После утреннего завтрака – к которому я не притронулся, лишь выпил несколько глотков тепловатого чая, – Мюрзек направляется в пилотскую кабину, и в спину ей ухмыляется Блаватский, переглядываются viudas, а Караман, полузакрыв глаза, напускает на себя страшно важный и чопорный вид, который должен означать, что единственным местом, где следует молиться, является для него католическая церковь, а единственный Бог, к коему пристало обращаться, – Бог Нового Завета.
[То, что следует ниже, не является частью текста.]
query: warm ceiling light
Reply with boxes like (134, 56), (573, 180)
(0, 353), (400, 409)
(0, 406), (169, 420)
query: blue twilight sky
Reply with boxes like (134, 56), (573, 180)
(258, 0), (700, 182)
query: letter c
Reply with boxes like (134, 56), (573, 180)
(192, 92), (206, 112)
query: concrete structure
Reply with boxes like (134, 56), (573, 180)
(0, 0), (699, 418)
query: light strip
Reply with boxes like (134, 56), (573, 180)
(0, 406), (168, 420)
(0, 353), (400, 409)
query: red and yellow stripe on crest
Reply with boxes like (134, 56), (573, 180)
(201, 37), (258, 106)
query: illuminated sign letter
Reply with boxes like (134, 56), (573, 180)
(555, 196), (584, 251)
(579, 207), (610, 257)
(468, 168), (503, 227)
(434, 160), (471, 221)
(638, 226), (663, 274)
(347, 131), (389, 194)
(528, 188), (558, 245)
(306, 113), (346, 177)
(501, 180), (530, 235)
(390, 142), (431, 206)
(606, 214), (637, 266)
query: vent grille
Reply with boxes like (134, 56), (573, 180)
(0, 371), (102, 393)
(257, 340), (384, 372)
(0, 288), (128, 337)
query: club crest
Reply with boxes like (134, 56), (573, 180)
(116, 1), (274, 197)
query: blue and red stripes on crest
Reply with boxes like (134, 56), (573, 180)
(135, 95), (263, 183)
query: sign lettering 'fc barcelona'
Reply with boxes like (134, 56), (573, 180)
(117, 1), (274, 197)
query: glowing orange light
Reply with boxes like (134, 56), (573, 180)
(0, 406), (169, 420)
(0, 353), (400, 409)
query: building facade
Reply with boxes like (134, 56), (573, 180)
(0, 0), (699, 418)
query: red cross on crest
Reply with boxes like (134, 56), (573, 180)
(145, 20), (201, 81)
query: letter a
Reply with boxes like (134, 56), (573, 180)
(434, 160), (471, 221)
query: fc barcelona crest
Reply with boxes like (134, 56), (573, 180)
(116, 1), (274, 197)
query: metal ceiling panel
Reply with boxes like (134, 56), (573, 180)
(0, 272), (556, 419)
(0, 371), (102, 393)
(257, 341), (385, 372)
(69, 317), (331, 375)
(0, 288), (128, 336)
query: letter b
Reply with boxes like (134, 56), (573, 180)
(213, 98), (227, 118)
Когда Мюрзек возвращается, ее желтоватое лицо и синие глаза лучатся надеждой на «другие края, где, возможно, нам было бы лучше», как об этом говорит Робби. В то же время она вся исполнена новехоньких добрых намерений касательно своих страждущих братьев, томящихся в самолете, и, прежде чем сесть, она останавливается у моего кресла и с елейным видом спрашивает:
– Ну что, мистер Серджиус, как вы себя сегодня чувствуете?
Я отвечаю слабым голосом, но довольно непринужденно, что меня самого удивляет:
– Гораздо лучше, спасибо.
Выставив напоказ свои желтые зубы, Мюрзек одаряет меня серией поощрительных улыбок.
– Вот увидите, вы скоро поправитесь…
– Конечно, конечно, – говорю я бодрым тоном.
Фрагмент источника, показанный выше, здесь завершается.